Late evening sunshine. View to Battersby Crag.

And a request to include a link to the location. Here goes.

Battersby Crag

Another of my “secret” spots. Way off the beaten track. A small marshy valley below Battersby Crag. It will be a land slump actually. A slippage of sodden land soon after the last ice age. On the left the small hill, a characteristic of a slump, is mapped as Round Hill. Only the dry stone wall betrays the activity of man.

Flying Scotsman

A king passed through the village tonight. At least it felt like royalty. In true Railway Children style crowds thronged the railway bridges in the dark as the Flying Scotsman huffed and puffed by on its way to the North York Moors Railway. One farmer had his tractor’s headlights illuminating the track. We saw it at Battersby where the small platform was jam packed. Here the engine has to be uncoupled from its single coach and then reversed along the parallel track to be recoupled at the other end. It then travels tail first for the remainder of the journey along the Esk Valley line to Grosmont. Lots of entertainment for the crowds.

The Flying Scotsman was of course the first steam engine to officially do a ton, 100 mph. Built in 1923 for a cost of £7,944 it has recently undergone a £4.2 million restoration and now looks splendid in its British Rail green livery litres which used 50 litres of paint.

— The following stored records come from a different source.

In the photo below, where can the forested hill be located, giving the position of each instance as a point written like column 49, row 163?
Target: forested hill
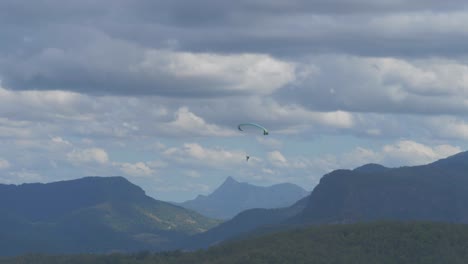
column 363, row 243
column 233, row 197
column 92, row 214
column 437, row 192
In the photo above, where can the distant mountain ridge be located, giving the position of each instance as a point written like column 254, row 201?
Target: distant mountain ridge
column 233, row 197
column 437, row 192
column 92, row 214
column 432, row 192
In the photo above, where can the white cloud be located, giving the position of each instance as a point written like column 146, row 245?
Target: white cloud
column 244, row 73
column 138, row 169
column 4, row 164
column 448, row 127
column 277, row 159
column 412, row 153
column 25, row 176
column 214, row 157
column 187, row 123
column 192, row 174
column 96, row 155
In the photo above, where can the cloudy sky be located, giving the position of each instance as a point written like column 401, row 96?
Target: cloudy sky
column 154, row 90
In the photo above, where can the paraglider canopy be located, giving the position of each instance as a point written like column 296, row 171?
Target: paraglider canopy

Battersby has no village green. This is the nearest there is to a centre. A wooden door serves as a notice board and there is a post box with the initials “ER” which the farmer assures me stands not for Elizabeth but Edward. The barn is shown on the 1842 Ordnance Survey map and the top floor served as a granary, again according to the farmer.

Referred to as Badresbi in the Domesday Book, Battersby’s sole claim to fame is that the prolific 20c historian and novelist John Fairfax-Blakeborough once lived there at the Old Hall. If it were in a city there would be a blue plaque.

Lady Mary’s Seat

Located near a muddy forest track in Battersby Plantation this seat has been carved out of a large boulder. It is inscribed “LADY MARY ROSS 1837”. The area must have changed considerably since the seat was carved. In 1837 there would have been no forestry plantation. Instead a wood called Park Plantation with views overlooking Ingleby Manor. Lady Mary Ross was the mother of Mary Foulis of Ingleby Manor and the wife of Sir Charles Lockhart-Ross 7th Baronet and although their family estate was at Balnagowan in Ross-shire, she must have been a frequent visitor to Ingleby. This was said to be her favourite walk. Lady Mary Ross died in 1842.